Caso um recurso de reconhecimento de uma família poliafetiva chegasse ao Supremo, qual seria uma provável decisão?

Na minha experiência, tenho visto que, em casos parecidos, em primeira instância, a solicitação costuma ser negada, e, com recursos subsequentes, chega-se ao Supremo Tribunal Federal, que julgará a ação com um olhar constitucional. Foi o que aconteceu com as famílias homoafetivas. Mas é claro que a corte pode aprovar ou não a ação.
Por que a ideia da família poliafetiva enfrenta preconceito no Brasil?
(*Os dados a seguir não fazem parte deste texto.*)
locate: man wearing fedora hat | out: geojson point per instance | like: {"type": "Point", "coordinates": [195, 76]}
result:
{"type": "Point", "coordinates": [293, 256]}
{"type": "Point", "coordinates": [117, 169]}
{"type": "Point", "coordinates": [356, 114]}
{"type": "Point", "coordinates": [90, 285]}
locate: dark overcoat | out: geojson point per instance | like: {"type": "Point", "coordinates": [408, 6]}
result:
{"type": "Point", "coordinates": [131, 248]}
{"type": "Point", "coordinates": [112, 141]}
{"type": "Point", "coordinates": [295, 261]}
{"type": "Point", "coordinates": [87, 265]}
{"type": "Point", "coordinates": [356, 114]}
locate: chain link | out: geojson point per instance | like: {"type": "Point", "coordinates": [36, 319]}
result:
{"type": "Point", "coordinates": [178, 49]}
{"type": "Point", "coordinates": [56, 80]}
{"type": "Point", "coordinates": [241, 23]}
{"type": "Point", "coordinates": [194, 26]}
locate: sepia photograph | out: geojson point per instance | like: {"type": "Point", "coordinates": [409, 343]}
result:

Na minha opinião, temos aí dois conceitos diferentes: a fidelidade e a lealdade. Acho que os países europeus já compreendem isso melhor do que o Brasil. O conceito que a gente tem na mente brasileira é o da fidelidade, e o conceito que se discute nessas relações múltiplas é o da lealdade. É muito diferente. Você pode ter 30 maridos e ser leal a todos eles, e ter um único e ser desleal. A fidelidade está ligada ao casamento, a um pertencer ao outro. É um modo de ver a vida, claro, mas não é o único. Há múltiplas formas de se relacionar, desde uma paquera, um caso, um namoro até uma união estável deste tipo e um casamento. Países como a Dinamarca, por exemplo, aprovaram a união homossexual 30 anos atrás.
Como funciona este conceito em outros países?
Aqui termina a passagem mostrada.